INDIANAPOLIS (WISH) — The old saying goes, “art is in the eye of the beholder.” But sometimes, when it comes to art, there’s more than meets the eye. That’s the case at a special bicentennial exhibit at the Indiana State Museum.

It’s a chance for you to see 200 years of history in a most unusual way.  A piece by Indiana based artist Leticia Bajuyo that will greet you as you enter the Indiana State Museum from the garage. She calls it “Event Horizons”.

“An event horizon is the point of no return in a black hole or in a vortex form. So there’s a point of no return where you can’t come back,” Bajuyo said.

It’s a work of art with 12,000 CDs, reaching 15 feet into the air. The CD art celebrates Indiana’s Bicentennial.

“The CD I find very particular to Indiana. The first CD pressed in the U.S. was pressed in Terre Haute. and so I find that really important to be able to recognize,” says Bajuyo.

“Event Horizons” is just one piece of an art show at the Indiana State Museum called “200 Years of Indiana Art, A Cultural Legacy.”  A history lesson of sorts that is anything but ordinary.

Walk into a separate all white exhibit space and hanging in the middle of it is a black box, with designs cut into it.  A single light bulb sits in the center of the box.  It projects unusual designs on all of the walls.  The piece, by Anila Agha, a Pakistani born, now Indiana artist, is called “Intersections.”

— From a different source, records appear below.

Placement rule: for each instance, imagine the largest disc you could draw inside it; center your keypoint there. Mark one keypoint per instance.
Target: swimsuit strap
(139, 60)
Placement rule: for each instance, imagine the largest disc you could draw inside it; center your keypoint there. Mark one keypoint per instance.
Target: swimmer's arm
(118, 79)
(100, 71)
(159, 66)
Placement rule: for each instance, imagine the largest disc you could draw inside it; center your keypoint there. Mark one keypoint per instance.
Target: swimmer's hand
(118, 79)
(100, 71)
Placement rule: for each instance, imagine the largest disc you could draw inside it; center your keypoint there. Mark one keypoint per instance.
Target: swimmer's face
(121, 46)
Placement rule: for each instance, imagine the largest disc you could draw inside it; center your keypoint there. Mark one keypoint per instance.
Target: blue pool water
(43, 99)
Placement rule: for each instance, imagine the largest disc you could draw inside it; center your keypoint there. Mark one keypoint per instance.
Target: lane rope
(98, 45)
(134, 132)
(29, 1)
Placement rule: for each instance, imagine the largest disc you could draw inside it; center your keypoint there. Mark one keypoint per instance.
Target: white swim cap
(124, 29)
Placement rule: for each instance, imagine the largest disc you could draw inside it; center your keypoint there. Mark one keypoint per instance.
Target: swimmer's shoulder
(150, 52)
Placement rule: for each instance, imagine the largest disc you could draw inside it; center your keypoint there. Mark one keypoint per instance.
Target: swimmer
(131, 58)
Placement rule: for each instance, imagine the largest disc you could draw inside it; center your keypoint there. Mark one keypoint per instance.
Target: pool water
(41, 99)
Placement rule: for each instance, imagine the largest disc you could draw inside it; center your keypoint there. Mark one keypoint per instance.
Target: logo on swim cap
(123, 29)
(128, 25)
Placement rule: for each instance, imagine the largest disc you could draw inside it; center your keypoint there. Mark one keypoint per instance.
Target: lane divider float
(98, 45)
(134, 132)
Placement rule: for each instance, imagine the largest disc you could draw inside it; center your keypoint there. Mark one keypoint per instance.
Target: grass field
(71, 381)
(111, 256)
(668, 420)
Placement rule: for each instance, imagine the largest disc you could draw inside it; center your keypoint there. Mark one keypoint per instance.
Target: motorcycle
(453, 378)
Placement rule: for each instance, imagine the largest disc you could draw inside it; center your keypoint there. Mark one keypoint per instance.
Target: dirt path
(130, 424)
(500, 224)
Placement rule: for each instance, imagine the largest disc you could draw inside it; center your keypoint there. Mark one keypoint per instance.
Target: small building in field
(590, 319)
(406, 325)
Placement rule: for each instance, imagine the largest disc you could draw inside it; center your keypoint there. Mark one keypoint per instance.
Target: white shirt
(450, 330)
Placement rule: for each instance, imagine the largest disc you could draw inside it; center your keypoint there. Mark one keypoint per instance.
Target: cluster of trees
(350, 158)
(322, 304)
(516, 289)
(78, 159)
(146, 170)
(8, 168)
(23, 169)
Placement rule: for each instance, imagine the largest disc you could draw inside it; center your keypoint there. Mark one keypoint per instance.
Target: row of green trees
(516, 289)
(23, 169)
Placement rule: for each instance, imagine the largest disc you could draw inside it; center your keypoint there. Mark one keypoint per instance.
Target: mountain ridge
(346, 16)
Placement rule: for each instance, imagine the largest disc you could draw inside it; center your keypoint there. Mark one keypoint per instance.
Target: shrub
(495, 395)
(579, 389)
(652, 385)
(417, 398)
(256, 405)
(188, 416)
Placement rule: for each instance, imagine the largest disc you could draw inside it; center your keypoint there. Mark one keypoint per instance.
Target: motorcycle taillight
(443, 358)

“It’s not a piece that you are just looking at. But you actually become part of the piece as you walk thru the space,” says Mark Ruschman, Chief Curator of Fine Arts at the Indiana State Museum.

Ruschman put together the exhibition that features more than 100 works of art, spanning 200 years of Indiana artists.  Art is history says Ruschman.

“It’s no more evident than it is in this exhibition. You know you start off with the very earliest works right when we became a state in 1816. Then we work our way thru the exhibition up to pieces that were literally made in the last 30 days,” Ruschman said.

Works like Leticia Bajuyo’s  “Event Horizons” are designed to in and show you history as only art and artists can do.

“Having this exposition together in the state museum which brings all those different areas, whether it’s natural history, technology and the arts together in one space, I think it’s pretty profound and very important,” said Bajuyo’s.

The exhibition runs through Oct. 2. It is included with museum admission.